The framework is extraordinarily vague and arbitrary, and it leaves the door open for a mid-level government bureaucrat (who is not an entrepreneur, inventor, nor angel investor) to determine that the patent owner did not do a “good enough” job. In the march-in rights proceeding, the bureaucrat is both the decision maker and the fact finder. This means that as long as the bureaucrat includes enough of the vague language of the framework, they are able to take back the patent and, effectively, shut down any startup company trying to commercialize that patent. The startup company has virtually no recourse and no meaningful appeal.
The Bayh-Dole Act is designed to facilitate commercialization of government-sponsored inventions. The “march-in” rights are a brazen, heavy-handed mechanism by which the government can second guess any commercialization efforts, and if those efforts are not ‘good enough’, the patent may be forcefully taken from the patent owner without due process required under the 14th Amendment.
The existing framework fails to include any analysis of outside investment to commercialize a patent from government-sponsored research.
The framework does not include any factors about outside investment, multiple rounds of investment, or any other commercialization factors in the analysis. The framework allows the government to re-possess a patent if the commercialization efforts were unsuccessful in the eyes of a government agency.
The best indicator of potential commercial success is outside investment by angel and venture capital investors. Angel and venture capital investors perform due diligence – and invest their capital – when they believe a patented invention has commercial potential.
The framework allows a government agency to completely ignore the due diligence – and hard-earned capital invested – to re-possess a patent.
Investors need patents – and the certainty of the patents – to underpin their investments.
Most investments in early-stage companies are based on a company’s intellectual property, the highlight of which is often a patent.
A patent protects a competitive advantage of a business idea, and it also serves as backstop collateral for investors. With a patent, entrepreneurs raise much more money than without it, and as angel investors, we count on the patent to give the entrepreneur a barrier to competition.
Angel and venture investors almost always ask if a product is patented. Even investors on the television show “Shark Tank” routinely ask about patent protection from the start of the conversation.

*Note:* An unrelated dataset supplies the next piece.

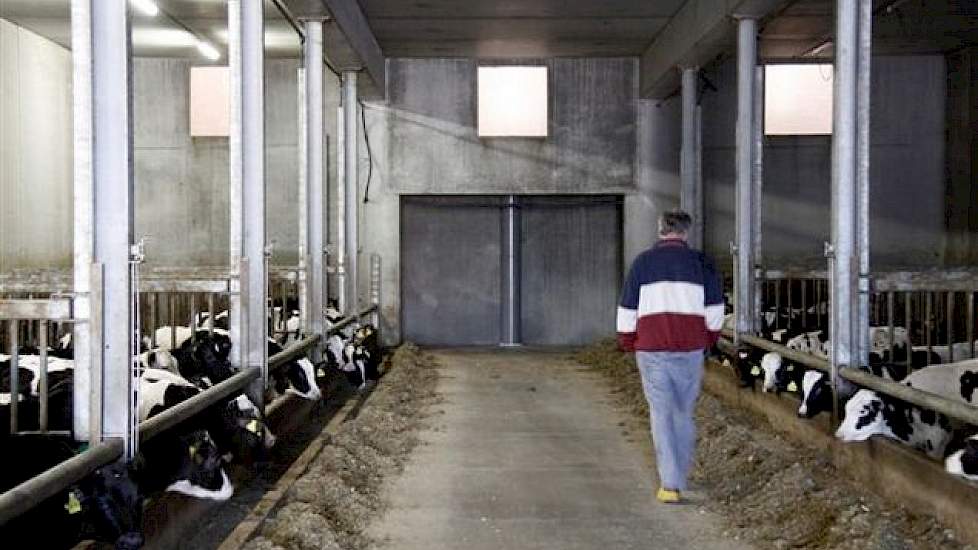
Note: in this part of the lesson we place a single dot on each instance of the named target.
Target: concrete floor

Patents not only reflect the inventor/entrepreneur’s belief that their ideas are unique and valuable, but when those patents are examined and issued by the USPTO, the result is a strong legal right that serves as a backstop for the business.
Investors look to patents in two ways: (1) to defend a competitive advantage so that a company can grow and (2) as an asset to restructure the company in case of a liquidation event.
As such, investors give an exceptional amount of weight and importance to an entrepreneur’s patents when making an investment. Anything that would dissuade investors, such as the possible exercise of march-in rights, would dramatically reduce an entrepreneur’s availability to capital.
Because of the arbitrary nature of “march-in” rights, angel investors should avoid investing in patents that come from government-sponsored research.
Government-sponsored research is very appealing to an angel or venture capital investor, as the government is giving a startup company a big head start. Government-sponsored research is a tremendous source of non-diliutive funding, however, it comes with a significant downside.
The nature of early stage companies is very high risk.
Startup companies often take several years to find traction. While the company is developing their technology, marketing, and sales processes, it may look like the company is ‘failing.’ From the standpoint of a mid-level government bureaucrat in an agency like NIST, NIH, NASA, or other agency, they may take the stance that the startup company has not done “enough” to commercialize.
Using very arbitrary and hard to prove metrics, the agency can decide to just take the patent back from the startup. This is done without Due Process, without compensation, and in a closed, secret process under 37 CFR 401.6.
As enticing as a startup from a university may look with their government-sponsored research, they are not good investments. At any time, the government may arbitrarily re-take the patents underpinning the whole company. This is done without compensation, without judicial review, and in a secret process that will shutter the company at any time.